I've seen the harm that a negative body image can do to a person, and have some close friends who are some of the most beautiful women I know, but because they were told otherwise, can't see it in themselves. The saddest thing is that it doesn't just come from society or some asshat clothing store owner. It comes from those closest to them, either on purpose or indirectly (http://www.rolereboot.org/life/details/2013-06-when-your-mother-says-shes-fat). I can think of few things that make me angrier than someone hating themselves because someone who should be their biggest supporter has made them feel like less of a person because of their looks.
I don't fall into society's definition of what I should look like, and I'm glad for it. I may not ever have a shirt fit me right, and I have long ago given up on finding pants that fit right. But, I know I am strong. Shoulders that are too big for the "in" shirts are able to help a friend move furniture, carry my child, and, if needed, move a washing machine by themselves (well, they need the help of the arms and hands, too). Legs that cause a disconnect in sizing can also run, jump, and swim. They let me be me, and help me do what I want to do. I'm not afraid of breaking a bone with a strong sneeze, because I know I am strong. But, strength is not seen as a positive trait in women. Because it makes them "big." Well, screw society and that view. I have learned that the only person I have to please is me. If someone chooses not to like me because I don't fit a size XS, then that person isn't worth my friendship anyway.

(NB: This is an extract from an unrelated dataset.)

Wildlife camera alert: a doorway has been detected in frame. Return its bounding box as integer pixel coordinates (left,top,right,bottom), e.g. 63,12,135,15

Yeah, I push the dog. What's it to ya?
I know that I am mentally strong enough to overcome the media's portrayal of what I should look like. And I am striving to do all I can to make sure Sophia will be also (http://hopeave.wordpress.com/2013/07/29/how-to-talk-to-your-daughter-about-her-body/). I want her to be comfortable in her own skin, whether she be a supermodel, a super geek, or a super sports star. I want her to know that she is not defined by the size of her clothes, but the size of her heart. I want her to know that strong women are a good thing, and to be a role model for her to follow, if that's what she wants. I want her to know that pasta is a gift from the gods, not a food to be avoided, and that bacon is a major food group. I want her to know the joys of playing outside, of knowing she can do things for herself, and of feeling the wind in her hair. I want her to feel comfortable in mismatched outfits or perfectly put together ones. I want her to know I love her unconditionally, curly hair or straight, pimples or no, 20 pounds or 200 pounds. Most of all, I want for her to be healthy, physically and emotionally, and love herself as much as I love herself.